Grim economic outlook
TREASURER Jim Chalmers flagged spending cutbacks during a sombre update on Australia’s finances delivered to the House of Representatives on Thursday.
Dr Chalmers, who downplayed concerns Australia could be headed for a recession, said inflation was expected to peak at 7.75 per cent by the end of this year – up from the previously anticipated 4.25 per cent.
It was one of a number of dramatic changes to the economic forecasts produced by
Treasury before the federal election.
Another was that gross domestic product growth in 2022-23 would be revised down from 3.5 per cent to 3 per cent. Growth is expected to slow further in 2023-24, at 2 per cent – down from the 2.5 per cent previously predicted. Dr Chalmers sought to blame the gloomy economic outlook in part on the debt burden left after the Coalition’s decade in office.
“This isn’t just Covid-19 debt that we are repaying.
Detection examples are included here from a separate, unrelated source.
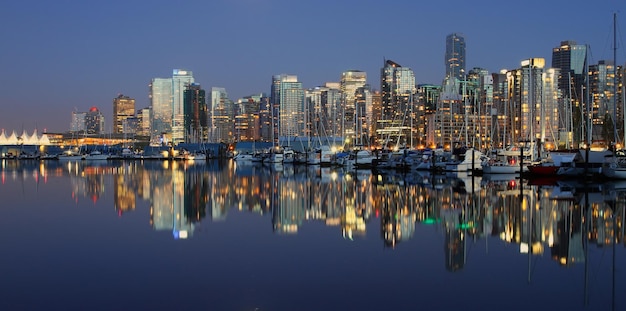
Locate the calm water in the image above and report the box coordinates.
[0,160,626,310]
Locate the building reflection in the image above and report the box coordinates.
[23,161,626,271]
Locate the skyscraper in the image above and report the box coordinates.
[278,75,304,138]
[552,41,587,105]
[376,60,416,147]
[270,74,305,140]
[85,106,104,134]
[340,70,367,140]
[172,69,194,144]
[445,33,465,80]
[183,83,208,142]
[150,78,173,139]
[208,87,235,142]
[113,94,135,134]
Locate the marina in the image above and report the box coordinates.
[0,159,626,310]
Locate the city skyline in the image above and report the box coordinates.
[0,0,626,132]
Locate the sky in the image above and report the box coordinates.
[0,0,626,133]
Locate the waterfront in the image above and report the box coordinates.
[0,160,626,310]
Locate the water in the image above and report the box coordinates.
[0,160,626,310]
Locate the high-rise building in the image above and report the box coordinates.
[445,33,465,80]
[503,58,559,147]
[113,94,135,134]
[270,74,305,141]
[183,83,209,142]
[552,40,587,105]
[340,70,367,136]
[376,60,416,149]
[589,60,623,142]
[150,78,174,139]
[354,85,373,146]
[208,87,235,143]
[172,69,194,144]
[70,111,87,133]
[85,106,104,134]
[70,106,105,135]
[305,82,338,144]
[137,107,152,136]
[235,93,269,141]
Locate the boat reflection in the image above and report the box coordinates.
[1,161,626,264]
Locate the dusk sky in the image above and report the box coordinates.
[0,0,626,133]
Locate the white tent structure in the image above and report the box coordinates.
[0,130,50,146]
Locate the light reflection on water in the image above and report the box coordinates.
[0,160,626,310]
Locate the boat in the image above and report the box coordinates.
[263,147,285,163]
[445,148,484,172]
[82,150,109,161]
[481,146,533,174]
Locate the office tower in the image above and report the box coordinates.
[340,70,367,137]
[235,94,269,141]
[415,84,441,148]
[113,94,135,134]
[137,107,152,136]
[445,33,465,80]
[503,58,559,144]
[589,60,623,142]
[271,74,305,140]
[208,87,235,143]
[376,60,416,147]
[85,106,104,134]
[354,85,373,146]
[172,69,194,145]
[304,82,346,145]
[552,41,587,106]
[183,83,209,143]
[70,111,87,133]
[70,107,105,135]
[150,78,173,140]
[463,67,493,150]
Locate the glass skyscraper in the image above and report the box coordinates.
[445,33,465,80]
[184,83,208,143]
[150,78,173,143]
[376,60,416,147]
[340,70,367,140]
[208,87,235,142]
[172,69,194,144]
[278,75,304,137]
[113,94,135,134]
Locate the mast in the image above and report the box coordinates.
[613,13,626,144]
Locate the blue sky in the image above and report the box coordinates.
[0,0,626,132]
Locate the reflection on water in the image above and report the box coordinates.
[1,160,626,264]
[0,160,626,310]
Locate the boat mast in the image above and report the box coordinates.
[613,13,626,144]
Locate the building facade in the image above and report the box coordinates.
[113,94,135,134]
[445,33,465,80]
[172,69,194,145]
[150,78,173,140]
[183,83,209,143]
[208,87,235,143]
[376,60,417,146]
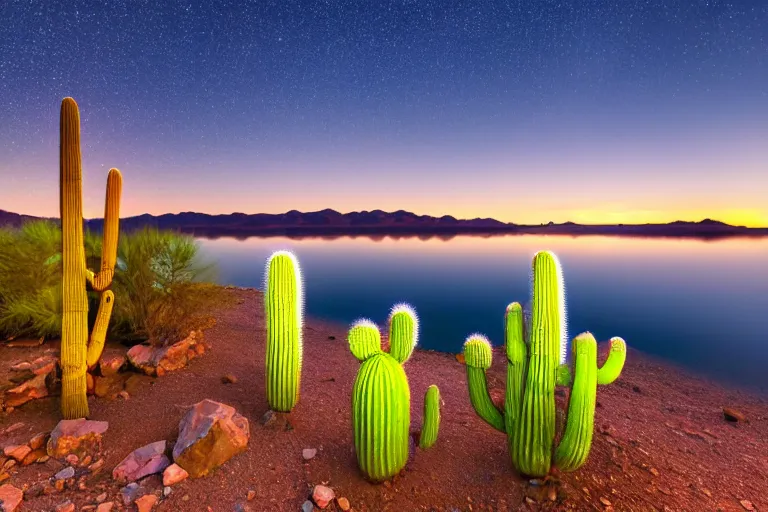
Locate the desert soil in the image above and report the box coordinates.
[0,289,768,512]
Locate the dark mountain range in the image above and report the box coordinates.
[0,209,768,238]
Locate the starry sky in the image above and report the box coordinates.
[0,0,768,226]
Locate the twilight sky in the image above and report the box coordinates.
[0,0,768,226]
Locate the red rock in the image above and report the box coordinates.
[29,432,48,450]
[163,464,189,487]
[3,444,32,462]
[126,331,197,376]
[157,335,194,372]
[99,356,126,377]
[0,484,24,512]
[47,418,109,459]
[312,485,336,509]
[5,374,48,408]
[56,501,75,512]
[134,494,157,512]
[112,441,171,483]
[173,400,250,478]
[125,345,156,375]
[21,447,46,466]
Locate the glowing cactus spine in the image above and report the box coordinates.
[464,251,626,476]
[59,98,123,419]
[264,251,304,412]
[348,304,440,482]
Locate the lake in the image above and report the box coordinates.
[198,235,768,390]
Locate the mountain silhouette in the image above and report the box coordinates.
[0,208,768,238]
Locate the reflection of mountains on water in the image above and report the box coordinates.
[0,209,768,241]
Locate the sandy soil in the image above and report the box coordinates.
[0,289,768,512]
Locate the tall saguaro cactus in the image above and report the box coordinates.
[348,304,440,482]
[464,251,626,476]
[59,98,122,419]
[264,251,304,412]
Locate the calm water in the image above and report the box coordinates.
[200,235,768,389]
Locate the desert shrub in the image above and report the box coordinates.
[112,228,230,345]
[0,221,227,344]
[0,221,66,338]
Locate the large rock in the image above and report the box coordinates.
[10,355,59,384]
[112,441,171,483]
[0,484,24,512]
[126,331,205,377]
[4,374,49,407]
[173,399,250,478]
[47,418,109,460]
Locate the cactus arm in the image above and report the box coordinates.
[91,169,123,292]
[555,332,597,471]
[59,98,88,419]
[555,364,571,387]
[264,251,303,412]
[347,318,383,362]
[419,384,440,450]
[85,290,115,370]
[597,337,627,385]
[504,302,528,440]
[388,304,419,364]
[510,251,565,477]
[464,334,506,432]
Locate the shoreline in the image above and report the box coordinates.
[0,287,768,512]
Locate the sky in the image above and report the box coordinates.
[0,0,768,226]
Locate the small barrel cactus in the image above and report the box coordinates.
[264,251,304,412]
[419,384,440,450]
[348,304,440,482]
[464,251,626,477]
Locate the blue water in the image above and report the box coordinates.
[199,235,768,390]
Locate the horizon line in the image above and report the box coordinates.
[0,208,768,229]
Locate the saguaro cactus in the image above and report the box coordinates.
[264,251,304,412]
[59,98,123,419]
[464,251,626,476]
[348,304,440,482]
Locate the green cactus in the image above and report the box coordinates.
[419,384,440,450]
[264,251,304,412]
[464,251,626,477]
[347,304,440,482]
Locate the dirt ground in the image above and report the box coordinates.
[0,289,768,512]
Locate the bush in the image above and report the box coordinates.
[112,228,231,345]
[0,221,226,344]
[0,221,66,337]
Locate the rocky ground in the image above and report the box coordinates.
[0,289,768,512]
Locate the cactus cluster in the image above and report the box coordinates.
[464,251,626,476]
[348,304,440,482]
[59,98,122,419]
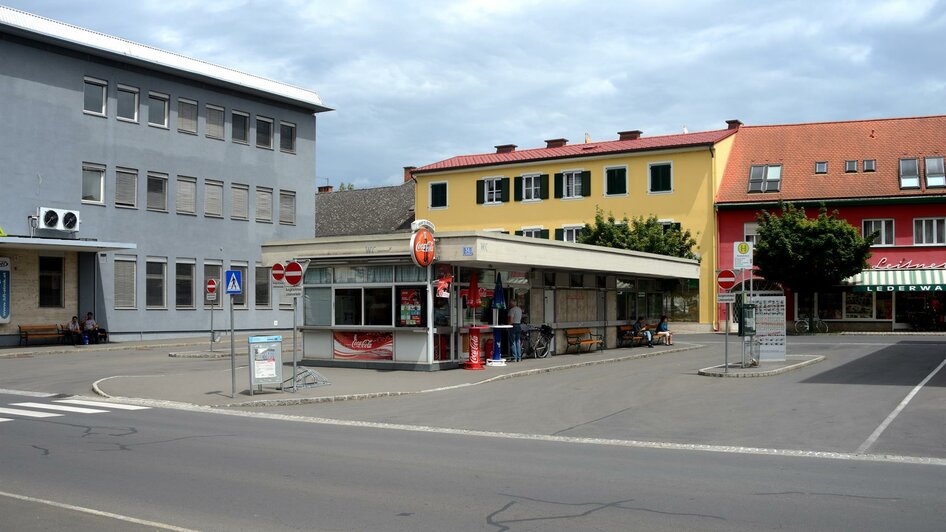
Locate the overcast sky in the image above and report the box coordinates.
[7,0,946,188]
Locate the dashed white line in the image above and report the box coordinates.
[0,491,197,532]
[854,359,946,454]
[10,403,108,414]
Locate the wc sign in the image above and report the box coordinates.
[0,257,10,323]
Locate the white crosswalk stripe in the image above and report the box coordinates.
[54,399,151,410]
[0,407,62,417]
[10,403,108,414]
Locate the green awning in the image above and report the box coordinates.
[841,269,946,292]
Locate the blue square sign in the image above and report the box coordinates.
[224,270,243,295]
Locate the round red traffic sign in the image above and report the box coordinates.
[716,270,736,290]
[272,262,286,283]
[285,261,302,286]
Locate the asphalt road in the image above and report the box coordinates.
[0,395,944,531]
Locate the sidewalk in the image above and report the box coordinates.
[0,334,812,408]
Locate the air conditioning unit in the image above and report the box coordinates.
[37,207,80,233]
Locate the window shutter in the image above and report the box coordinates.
[115,171,138,207]
[581,170,591,197]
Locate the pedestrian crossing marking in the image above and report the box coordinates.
[54,399,151,410]
[10,403,108,414]
[0,407,62,417]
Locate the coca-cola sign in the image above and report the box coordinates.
[334,331,394,360]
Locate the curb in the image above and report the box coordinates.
[697,355,824,378]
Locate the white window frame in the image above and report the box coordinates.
[230,109,251,144]
[562,224,585,244]
[279,121,296,153]
[204,103,227,140]
[230,183,250,221]
[647,161,673,195]
[145,172,168,212]
[923,155,946,188]
[174,258,195,310]
[145,257,168,310]
[112,255,138,310]
[913,218,946,246]
[174,175,197,216]
[562,170,584,199]
[82,76,108,117]
[483,177,503,205]
[279,190,296,225]
[256,115,274,150]
[522,174,542,201]
[204,179,224,218]
[601,165,630,198]
[115,167,138,209]
[81,163,105,205]
[115,84,141,124]
[897,157,920,188]
[148,92,171,129]
[427,181,448,210]
[861,218,896,248]
[177,98,200,135]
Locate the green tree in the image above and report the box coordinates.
[578,208,697,259]
[753,203,879,330]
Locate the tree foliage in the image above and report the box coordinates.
[578,209,697,259]
[753,203,877,316]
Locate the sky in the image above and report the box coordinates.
[0,0,946,188]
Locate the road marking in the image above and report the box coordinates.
[0,408,62,417]
[854,359,946,454]
[0,491,198,532]
[55,399,151,410]
[10,403,108,414]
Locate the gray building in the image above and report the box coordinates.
[0,7,330,344]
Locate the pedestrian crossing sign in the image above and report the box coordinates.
[224,270,243,295]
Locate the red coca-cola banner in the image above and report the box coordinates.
[334,331,394,360]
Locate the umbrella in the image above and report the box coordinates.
[493,272,506,309]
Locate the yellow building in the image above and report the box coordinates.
[411,120,741,324]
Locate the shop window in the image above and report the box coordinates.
[39,257,64,308]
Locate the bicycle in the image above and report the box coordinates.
[795,317,828,334]
[519,325,555,358]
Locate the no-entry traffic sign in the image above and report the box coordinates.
[716,270,736,290]
[284,261,302,286]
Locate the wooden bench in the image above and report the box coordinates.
[565,327,604,353]
[19,325,64,345]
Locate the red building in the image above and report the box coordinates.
[716,116,946,331]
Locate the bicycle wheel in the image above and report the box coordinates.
[533,334,552,358]
[795,320,808,334]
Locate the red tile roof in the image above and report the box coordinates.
[413,129,736,174]
[716,116,946,204]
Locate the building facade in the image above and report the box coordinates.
[716,116,946,331]
[412,124,740,324]
[0,7,329,343]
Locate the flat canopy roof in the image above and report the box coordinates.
[262,231,700,279]
[0,236,138,253]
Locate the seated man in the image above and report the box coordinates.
[634,316,654,347]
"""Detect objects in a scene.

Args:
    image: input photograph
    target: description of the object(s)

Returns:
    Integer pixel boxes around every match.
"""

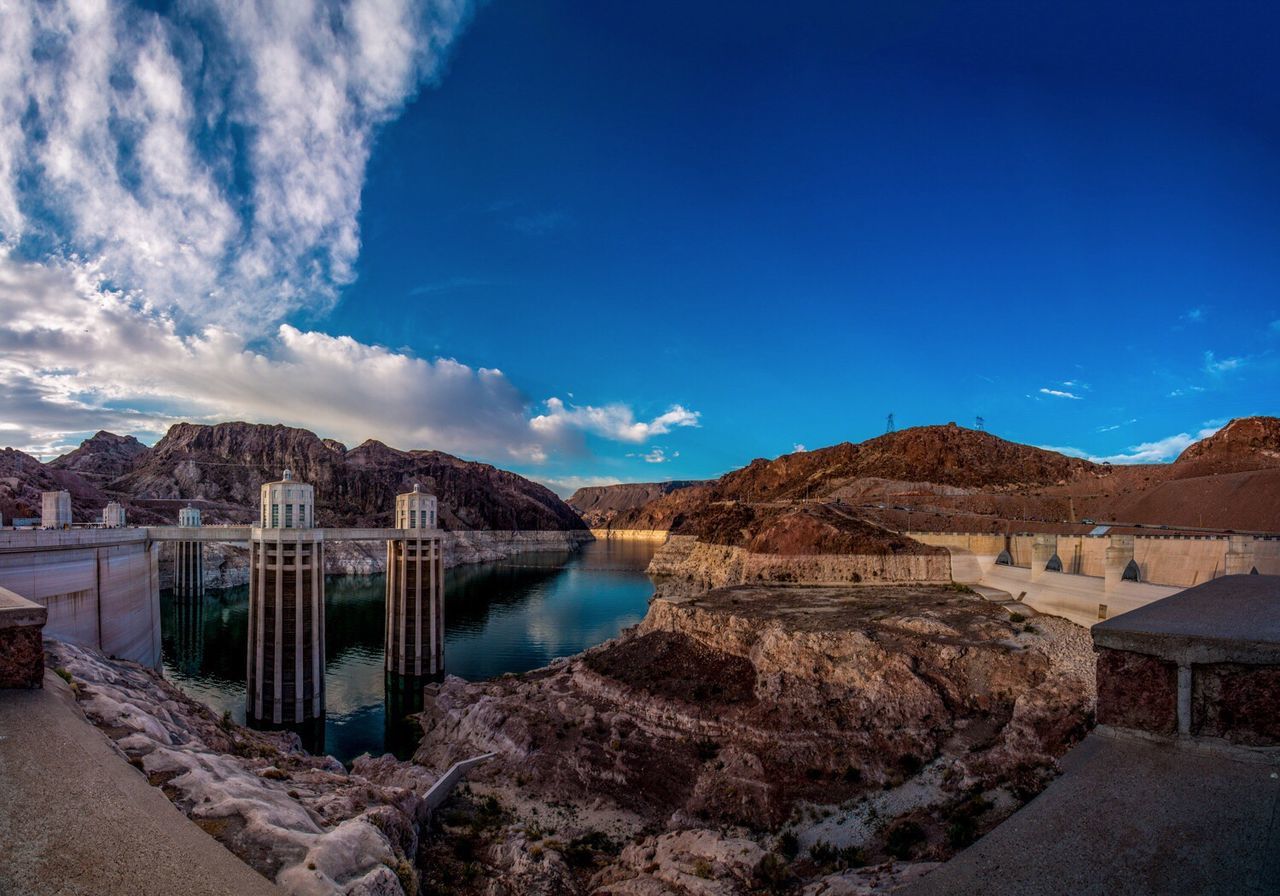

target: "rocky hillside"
[49,430,147,486]
[1172,417,1280,479]
[0,448,110,525]
[566,480,703,529]
[0,422,585,531]
[109,422,584,530]
[415,585,1094,895]
[611,417,1280,534]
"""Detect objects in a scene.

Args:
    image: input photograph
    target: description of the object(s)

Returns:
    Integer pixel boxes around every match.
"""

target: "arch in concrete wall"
[1120,561,1142,582]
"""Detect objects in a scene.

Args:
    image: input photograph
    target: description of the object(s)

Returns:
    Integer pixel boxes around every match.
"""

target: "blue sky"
[0,3,1280,490]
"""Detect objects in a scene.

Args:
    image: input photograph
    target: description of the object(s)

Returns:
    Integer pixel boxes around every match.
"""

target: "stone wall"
[649,535,951,589]
[591,529,671,541]
[906,531,1280,588]
[1098,650,1178,735]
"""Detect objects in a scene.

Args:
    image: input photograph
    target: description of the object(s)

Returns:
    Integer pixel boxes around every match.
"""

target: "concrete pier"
[385,485,444,677]
[173,506,205,598]
[246,470,325,724]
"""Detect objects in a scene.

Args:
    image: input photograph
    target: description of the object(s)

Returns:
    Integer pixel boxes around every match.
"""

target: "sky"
[0,0,1280,494]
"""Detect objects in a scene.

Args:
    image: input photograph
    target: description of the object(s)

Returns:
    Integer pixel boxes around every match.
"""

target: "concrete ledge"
[0,588,49,687]
[1093,576,1280,664]
[1093,575,1280,746]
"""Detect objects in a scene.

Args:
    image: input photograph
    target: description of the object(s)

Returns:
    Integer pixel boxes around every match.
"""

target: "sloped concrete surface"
[899,731,1280,896]
[0,672,282,896]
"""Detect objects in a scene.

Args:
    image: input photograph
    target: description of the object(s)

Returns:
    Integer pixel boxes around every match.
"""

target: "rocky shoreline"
[62,539,1096,896]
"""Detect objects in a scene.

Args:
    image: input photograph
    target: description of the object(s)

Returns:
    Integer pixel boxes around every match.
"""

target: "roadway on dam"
[0,672,282,896]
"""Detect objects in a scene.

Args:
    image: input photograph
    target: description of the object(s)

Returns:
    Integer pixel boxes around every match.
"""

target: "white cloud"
[530,398,701,444]
[640,448,680,463]
[0,252,698,463]
[1041,389,1082,401]
[1041,421,1222,463]
[1094,417,1138,433]
[0,0,698,462]
[0,0,470,328]
[1204,352,1245,376]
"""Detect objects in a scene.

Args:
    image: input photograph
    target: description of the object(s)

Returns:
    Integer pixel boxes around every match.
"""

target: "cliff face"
[566,480,703,529]
[49,430,147,488]
[0,448,110,525]
[599,417,1280,534]
[46,422,585,531]
[415,585,1093,851]
[1174,417,1280,479]
[648,535,951,589]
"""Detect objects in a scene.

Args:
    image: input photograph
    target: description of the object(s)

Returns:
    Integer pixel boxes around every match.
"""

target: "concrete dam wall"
[0,529,160,667]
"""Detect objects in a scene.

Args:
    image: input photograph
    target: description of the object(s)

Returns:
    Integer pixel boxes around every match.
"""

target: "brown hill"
[1172,417,1280,479]
[566,480,703,529]
[0,448,110,525]
[713,424,1100,500]
[109,422,584,530]
[49,430,147,486]
[611,417,1280,532]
Our predecessor had more than doubled gross debt before the pandemic hit,” he said.
“We know that interest payments on government debt will be the fastest growing area of government spending … faster than the NDIS, faster than aged care.
“Our government must make the hard decisions necessary for responsible budget repair.”
In his reply speech, opposition treasury spokesman Angus Taylor said the government needed a “plan”.
“No one blames the government for the global circumstances challenging Australians, but we can and will hold them to account on how they respond to it,” he said. “The single greatest tool government has to ease pressure on inflation (and) interest rates is to manage its budget.”
Earlier, Dr Chalmers said the economists advising the federal government weren’t expecting Australia to be facing a recession.
“That’s not the Treasury’s expectation,” he told Nine.
“I think what we’ve got … is an economy that’s growing but so are our challenges.”
He told the ABC he was committed to fulfilling the Albanese government’s election promise to get real wages growing for Australians within its first term despite record high inflation.
“That is our expectation, that we will get real wages growth this term,” he said.
“But equally there is no use pretending to people that – with inflation north of 7 per cent – there will be wages outcomes in the near term that keep up with that inflation.”
The Treasurer told parliament that higher interest rates, combined with a global slowdown, would hinder the nation’s economic growth.
“The headwinds our economy is facing – higher inflation at the top of that list, along with slowing global growth – are now reflected in the revised economic outcomes and forecasts,” he said.